Skeeter Davis “Sings The End of the World”

This 1963 LP starts out with Skeeter Davis’ 1962 hit single, “The End of the World,” written by Arthur Kent and Sylvia Dee. The song was a huge hit, recorded by tons of people over the years (including the Carpenters), and used in countless movies and TV shows. You’ve probably heard it. I still like this version of it best (of those I’ve heard). The album, then, like most of her LPs, has six two to three minute country and pop songs per side. They’re all good. This is a solid Skeeter Davis record, through and through. If you were going to buy only one of her records, this could be the one.

There’s a picture of her on the back, in the studio with Chet Atkins, who produced a lot of her records. He looks like a bad-ass. The three B&W photos of Skeeter on the front and back of the album cover look like three different people—and two of them remind me strongly of other people. She had a lot of different looks over the years, and online now you can find about a million images of her; there must be other people out there as obsessed with Skeeter Davis as I am. The liner notes, by (it doesn’t say), start out talking about the thirteenth and sixth letters of the alphabet—M and F—and the significance of these letters, in standing both for “Many Fans” and “Mary Frances” (Skeeter’s given name). Those letters bring something else to my mind—yes, “My Friend”—which might be the best way to describe the way I feel when I listen to Skeeter Davis sing.
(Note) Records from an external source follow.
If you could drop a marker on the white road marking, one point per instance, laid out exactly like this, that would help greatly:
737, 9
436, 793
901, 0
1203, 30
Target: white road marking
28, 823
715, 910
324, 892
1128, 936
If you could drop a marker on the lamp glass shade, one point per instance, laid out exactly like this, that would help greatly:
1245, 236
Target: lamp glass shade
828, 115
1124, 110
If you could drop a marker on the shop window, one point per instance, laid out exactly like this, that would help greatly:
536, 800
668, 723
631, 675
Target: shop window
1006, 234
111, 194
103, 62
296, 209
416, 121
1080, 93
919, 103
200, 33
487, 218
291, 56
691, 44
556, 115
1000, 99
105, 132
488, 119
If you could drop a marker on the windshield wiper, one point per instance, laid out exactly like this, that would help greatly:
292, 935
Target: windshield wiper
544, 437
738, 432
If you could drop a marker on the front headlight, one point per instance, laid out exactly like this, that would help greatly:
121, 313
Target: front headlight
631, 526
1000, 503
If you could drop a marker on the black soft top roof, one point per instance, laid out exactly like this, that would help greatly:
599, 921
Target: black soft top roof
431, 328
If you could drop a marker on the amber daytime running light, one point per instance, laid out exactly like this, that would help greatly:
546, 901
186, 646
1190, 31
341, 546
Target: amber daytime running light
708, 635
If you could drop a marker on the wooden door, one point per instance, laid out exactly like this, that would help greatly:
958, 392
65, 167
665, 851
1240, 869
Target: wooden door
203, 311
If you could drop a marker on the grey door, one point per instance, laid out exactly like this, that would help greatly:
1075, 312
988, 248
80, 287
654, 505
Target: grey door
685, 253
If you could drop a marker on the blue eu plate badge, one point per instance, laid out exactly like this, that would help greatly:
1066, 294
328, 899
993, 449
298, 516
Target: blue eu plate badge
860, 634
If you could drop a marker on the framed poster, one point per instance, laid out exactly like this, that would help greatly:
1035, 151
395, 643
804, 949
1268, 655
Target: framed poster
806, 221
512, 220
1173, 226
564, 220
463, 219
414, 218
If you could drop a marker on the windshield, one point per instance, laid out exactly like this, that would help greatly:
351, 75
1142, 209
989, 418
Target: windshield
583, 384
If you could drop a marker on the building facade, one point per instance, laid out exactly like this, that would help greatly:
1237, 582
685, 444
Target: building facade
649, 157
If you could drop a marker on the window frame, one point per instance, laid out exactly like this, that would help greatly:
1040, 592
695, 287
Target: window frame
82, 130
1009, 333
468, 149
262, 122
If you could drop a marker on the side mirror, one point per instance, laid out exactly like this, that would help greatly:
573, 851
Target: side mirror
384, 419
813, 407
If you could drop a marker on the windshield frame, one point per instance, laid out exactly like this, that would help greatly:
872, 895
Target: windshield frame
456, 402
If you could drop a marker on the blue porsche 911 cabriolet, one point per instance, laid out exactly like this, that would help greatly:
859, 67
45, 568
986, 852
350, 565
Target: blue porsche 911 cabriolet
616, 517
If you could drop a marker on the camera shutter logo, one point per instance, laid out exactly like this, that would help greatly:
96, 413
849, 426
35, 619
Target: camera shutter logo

Had I read these liner notes in 1963 (and been a few years older), I might have been crushed to discover that SD was married to country music DJ, Ralph Emery (or maybe delighted to find out she had a Pekingese named Tinker)—and this may well have been the first time I put together the idea of equating the heartbreak of lost love with Armageddon. I appreciate, even now, the strength of the sentiment, but the years have only revealed the selfishness of this sentiment. You’re going to get over the heartbreak—no reason to upset the game-board for all of humanity. Though—only a year after this record—someone very close to me took this “all or nothing” crap very literally; not to get too personal, but it sickens me to this day. Not to end this review on such a grim note: my favorite songs (as well as the title song), here, are “Mine Is a Lonely Life,” “Why I’m Walkin’,” “Longing to Hold You Again,” and “(I Want to Go) Where Nobody Knows Me.” Yes, the sad ones—it’s always the sad ones for me.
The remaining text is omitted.